Young people are being taught how to "hack" into computers so the can help prevent computer attacks.

Young people are being taught how to "hack" into computers so the can help prevent computer attacks.

Welcome to American Mosaic from VOA Learning English. I’m Caty Weaver.

People who steal online information cause billions of dollars in damage every year. These criminals are called “hackers.” The damage would be even greater if there were not security workers who defend computer systems against attacks. Experts say these workers need to know the weaknesses of their systems so they can better-defend them.

Earlier this month, VOA reporter Mike O’Sullivan visited a week-long “hacker” training program in San Diego, California. Young people were being taught how to hack computer systems in order to learn how to fight criminal hackers.

About 20 high school students took part in the five-day-long program. They were among the winners of a local computer competition. Sixteen-year-old Chloe Chrisostomo is one of the students.

“They set networks and we can hack into the network, or we can hack into other people’s computers and then mess with them.”

Students are also being taught about online spying and the sale of stolen information.

This kind of training is important to companies and governments. They want more young people to enter the information security field to help defend against online, or cyber criminals, because attacks are often very costly. Just one successful attack can cost millions of dollars.

It is a problem throughout the world. Police in such countries as India and Romania are having a difficult time fighting cyber criminals.

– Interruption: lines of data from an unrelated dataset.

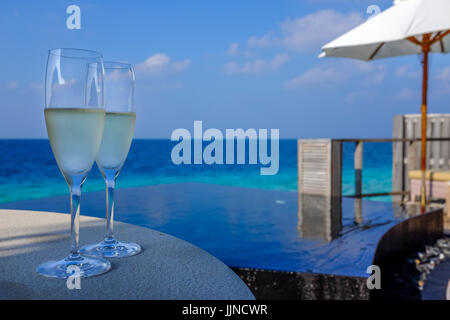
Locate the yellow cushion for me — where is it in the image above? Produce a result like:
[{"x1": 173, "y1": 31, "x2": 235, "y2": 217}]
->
[{"x1": 408, "y1": 170, "x2": 450, "y2": 181}]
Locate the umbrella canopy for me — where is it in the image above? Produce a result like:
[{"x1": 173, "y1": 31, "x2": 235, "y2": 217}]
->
[
  {"x1": 320, "y1": 0, "x2": 450, "y2": 61},
  {"x1": 319, "y1": 0, "x2": 450, "y2": 208}
]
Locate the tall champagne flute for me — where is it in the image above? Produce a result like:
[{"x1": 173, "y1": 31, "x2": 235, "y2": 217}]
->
[
  {"x1": 37, "y1": 49, "x2": 111, "y2": 278},
  {"x1": 81, "y1": 62, "x2": 141, "y2": 258}
]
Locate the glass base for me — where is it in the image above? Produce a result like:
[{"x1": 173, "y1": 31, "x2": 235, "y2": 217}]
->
[
  {"x1": 36, "y1": 255, "x2": 111, "y2": 279},
  {"x1": 80, "y1": 238, "x2": 142, "y2": 258}
]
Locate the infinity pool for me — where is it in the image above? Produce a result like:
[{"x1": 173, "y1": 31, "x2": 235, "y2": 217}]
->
[{"x1": 0, "y1": 183, "x2": 422, "y2": 276}]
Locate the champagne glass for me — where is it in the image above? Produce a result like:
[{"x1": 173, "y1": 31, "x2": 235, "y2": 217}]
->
[
  {"x1": 37, "y1": 49, "x2": 111, "y2": 278},
  {"x1": 81, "y1": 61, "x2": 141, "y2": 258}
]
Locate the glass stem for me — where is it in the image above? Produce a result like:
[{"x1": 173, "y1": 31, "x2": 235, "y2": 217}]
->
[
  {"x1": 69, "y1": 176, "x2": 84, "y2": 259},
  {"x1": 105, "y1": 172, "x2": 116, "y2": 242}
]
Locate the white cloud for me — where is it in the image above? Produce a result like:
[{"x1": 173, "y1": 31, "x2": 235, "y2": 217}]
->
[
  {"x1": 228, "y1": 42, "x2": 239, "y2": 56},
  {"x1": 225, "y1": 54, "x2": 289, "y2": 75},
  {"x1": 437, "y1": 67, "x2": 450, "y2": 81},
  {"x1": 285, "y1": 67, "x2": 350, "y2": 90},
  {"x1": 248, "y1": 10, "x2": 364, "y2": 52},
  {"x1": 395, "y1": 88, "x2": 419, "y2": 101},
  {"x1": 136, "y1": 53, "x2": 191, "y2": 75}
]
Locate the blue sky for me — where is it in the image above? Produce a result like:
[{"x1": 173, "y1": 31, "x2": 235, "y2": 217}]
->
[{"x1": 0, "y1": 0, "x2": 450, "y2": 139}]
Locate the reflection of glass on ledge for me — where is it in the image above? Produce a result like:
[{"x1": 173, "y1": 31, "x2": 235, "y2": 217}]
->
[{"x1": 297, "y1": 194, "x2": 342, "y2": 242}]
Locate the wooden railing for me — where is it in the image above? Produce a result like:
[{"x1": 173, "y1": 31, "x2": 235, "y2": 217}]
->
[{"x1": 333, "y1": 138, "x2": 450, "y2": 201}]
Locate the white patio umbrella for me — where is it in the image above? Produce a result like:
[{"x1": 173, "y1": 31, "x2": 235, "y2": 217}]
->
[{"x1": 319, "y1": 0, "x2": 450, "y2": 206}]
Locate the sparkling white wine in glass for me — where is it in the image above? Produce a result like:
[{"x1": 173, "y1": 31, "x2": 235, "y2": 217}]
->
[
  {"x1": 80, "y1": 62, "x2": 141, "y2": 258},
  {"x1": 45, "y1": 108, "x2": 105, "y2": 177},
  {"x1": 37, "y1": 49, "x2": 111, "y2": 278},
  {"x1": 97, "y1": 112, "x2": 136, "y2": 170}
]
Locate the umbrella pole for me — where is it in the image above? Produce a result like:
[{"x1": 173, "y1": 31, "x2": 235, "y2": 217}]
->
[{"x1": 420, "y1": 43, "x2": 430, "y2": 212}]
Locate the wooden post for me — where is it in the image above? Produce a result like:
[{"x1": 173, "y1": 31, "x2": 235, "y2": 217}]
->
[
  {"x1": 392, "y1": 115, "x2": 407, "y2": 202},
  {"x1": 354, "y1": 141, "x2": 363, "y2": 224},
  {"x1": 354, "y1": 141, "x2": 363, "y2": 196}
]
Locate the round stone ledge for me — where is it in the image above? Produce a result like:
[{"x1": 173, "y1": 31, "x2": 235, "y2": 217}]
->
[{"x1": 0, "y1": 210, "x2": 254, "y2": 300}]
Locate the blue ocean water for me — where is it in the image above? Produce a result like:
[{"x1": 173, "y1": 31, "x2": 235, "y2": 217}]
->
[{"x1": 0, "y1": 139, "x2": 392, "y2": 203}]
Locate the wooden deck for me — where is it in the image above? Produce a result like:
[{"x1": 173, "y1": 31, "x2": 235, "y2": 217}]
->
[{"x1": 444, "y1": 213, "x2": 450, "y2": 234}]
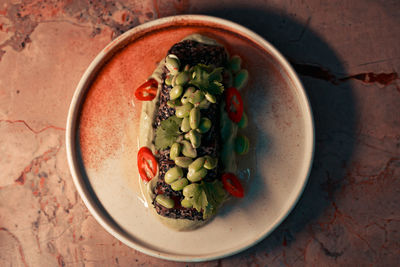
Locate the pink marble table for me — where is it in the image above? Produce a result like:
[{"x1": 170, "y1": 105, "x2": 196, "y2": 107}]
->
[{"x1": 0, "y1": 0, "x2": 400, "y2": 266}]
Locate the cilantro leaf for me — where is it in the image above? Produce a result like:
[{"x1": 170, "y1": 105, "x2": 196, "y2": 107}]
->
[
  {"x1": 201, "y1": 180, "x2": 228, "y2": 219},
  {"x1": 189, "y1": 64, "x2": 224, "y2": 95},
  {"x1": 155, "y1": 116, "x2": 182, "y2": 150},
  {"x1": 192, "y1": 189, "x2": 208, "y2": 215}
]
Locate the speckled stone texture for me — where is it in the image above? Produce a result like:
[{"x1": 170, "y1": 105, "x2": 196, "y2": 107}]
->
[{"x1": 0, "y1": 0, "x2": 400, "y2": 266}]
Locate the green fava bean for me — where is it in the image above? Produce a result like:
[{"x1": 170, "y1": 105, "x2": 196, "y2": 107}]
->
[
  {"x1": 205, "y1": 93, "x2": 217, "y2": 103},
  {"x1": 229, "y1": 55, "x2": 242, "y2": 73},
  {"x1": 238, "y1": 112, "x2": 248, "y2": 129},
  {"x1": 196, "y1": 98, "x2": 211, "y2": 109},
  {"x1": 165, "y1": 54, "x2": 180, "y2": 74},
  {"x1": 181, "y1": 140, "x2": 197, "y2": 158},
  {"x1": 189, "y1": 108, "x2": 200, "y2": 129},
  {"x1": 181, "y1": 117, "x2": 192, "y2": 133},
  {"x1": 171, "y1": 178, "x2": 189, "y2": 191},
  {"x1": 181, "y1": 87, "x2": 196, "y2": 104},
  {"x1": 235, "y1": 135, "x2": 250, "y2": 155},
  {"x1": 175, "y1": 103, "x2": 193, "y2": 118},
  {"x1": 203, "y1": 156, "x2": 218, "y2": 170},
  {"x1": 189, "y1": 157, "x2": 206, "y2": 172},
  {"x1": 164, "y1": 166, "x2": 183, "y2": 184},
  {"x1": 169, "y1": 85, "x2": 183, "y2": 100},
  {"x1": 233, "y1": 69, "x2": 249, "y2": 90},
  {"x1": 175, "y1": 71, "x2": 190, "y2": 85},
  {"x1": 156, "y1": 195, "x2": 175, "y2": 209},
  {"x1": 169, "y1": 143, "x2": 182, "y2": 160},
  {"x1": 165, "y1": 75, "x2": 174, "y2": 86},
  {"x1": 187, "y1": 168, "x2": 207, "y2": 183},
  {"x1": 182, "y1": 184, "x2": 201, "y2": 199},
  {"x1": 189, "y1": 90, "x2": 204, "y2": 105},
  {"x1": 181, "y1": 198, "x2": 193, "y2": 208},
  {"x1": 183, "y1": 133, "x2": 190, "y2": 141},
  {"x1": 188, "y1": 130, "x2": 201, "y2": 148},
  {"x1": 197, "y1": 117, "x2": 212, "y2": 133},
  {"x1": 175, "y1": 157, "x2": 193, "y2": 168}
]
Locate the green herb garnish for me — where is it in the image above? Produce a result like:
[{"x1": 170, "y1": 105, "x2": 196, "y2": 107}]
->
[
  {"x1": 192, "y1": 180, "x2": 227, "y2": 219},
  {"x1": 155, "y1": 116, "x2": 182, "y2": 150},
  {"x1": 189, "y1": 64, "x2": 224, "y2": 95}
]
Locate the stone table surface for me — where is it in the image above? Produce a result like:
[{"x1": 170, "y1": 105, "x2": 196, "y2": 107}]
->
[{"x1": 0, "y1": 0, "x2": 400, "y2": 266}]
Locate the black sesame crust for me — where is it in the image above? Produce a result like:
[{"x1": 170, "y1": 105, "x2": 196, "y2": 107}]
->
[{"x1": 153, "y1": 40, "x2": 227, "y2": 220}]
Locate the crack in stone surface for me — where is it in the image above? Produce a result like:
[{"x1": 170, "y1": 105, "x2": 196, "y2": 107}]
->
[
  {"x1": 290, "y1": 60, "x2": 399, "y2": 86},
  {"x1": 0, "y1": 120, "x2": 65, "y2": 134}
]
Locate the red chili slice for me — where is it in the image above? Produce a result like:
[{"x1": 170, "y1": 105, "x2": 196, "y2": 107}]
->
[
  {"x1": 225, "y1": 87, "x2": 243, "y2": 123},
  {"x1": 222, "y1": 173, "x2": 244, "y2": 197},
  {"x1": 137, "y1": 146, "x2": 157, "y2": 182},
  {"x1": 135, "y1": 79, "x2": 158, "y2": 101}
]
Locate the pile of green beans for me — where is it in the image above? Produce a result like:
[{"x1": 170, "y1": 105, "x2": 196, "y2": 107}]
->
[{"x1": 155, "y1": 54, "x2": 218, "y2": 208}]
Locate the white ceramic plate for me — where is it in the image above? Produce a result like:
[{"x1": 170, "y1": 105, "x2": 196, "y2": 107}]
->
[{"x1": 66, "y1": 15, "x2": 314, "y2": 261}]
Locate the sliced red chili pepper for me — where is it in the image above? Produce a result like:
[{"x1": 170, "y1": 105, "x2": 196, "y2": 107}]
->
[
  {"x1": 222, "y1": 173, "x2": 244, "y2": 197},
  {"x1": 135, "y1": 78, "x2": 158, "y2": 101},
  {"x1": 225, "y1": 87, "x2": 243, "y2": 123},
  {"x1": 137, "y1": 146, "x2": 157, "y2": 182}
]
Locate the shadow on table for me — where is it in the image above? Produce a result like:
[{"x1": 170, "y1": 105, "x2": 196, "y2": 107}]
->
[{"x1": 198, "y1": 8, "x2": 355, "y2": 257}]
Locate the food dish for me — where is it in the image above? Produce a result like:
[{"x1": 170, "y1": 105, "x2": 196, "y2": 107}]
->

A recent computer-industry report said attacks on computer systems will cost more than $350 billion this year. Hundreds of billions of dollars will also be spent to stop such attacks.

Trainer Cameron Camp is a security researcher and writer. He says the students are learning how to attack the kinds of computer systems that companies are now using.

“It's set up very similar to what would be a typical corporate environment, so whether you have wi-fi, whether you have corporate networks that store company information, we actually replicate that.”

Jomarri Salomon recently graduated from high school. He says the training helped him understand why computer criminals do what they do.

“To learn how to defend against a hacker, you have to know how a hacker attacks or how a hacker thinks or to be able to defend against that kind of vulnerability that you are probably going to have in the future.”

Mr. Salomon plans to join the U.S. Air Force and work in computer security.

Liz Fraumann works at the nonprofit foundation Securing Our eCity, which helped organize the training. She says students in the program learn a lot more than they think they will.

“When we look at them initially, they think they know it all. They know a lot already. And by Wednesday [they say], ‘I do not know quite as much as I thought.’”

Cameron Camp says he hopes the students will use what they have learned to help, not hurt, computer users.

“And we would like to convince these folks who are skilled computer people that the rewards in the end are much better for working for the good guys rather than the bad guys.”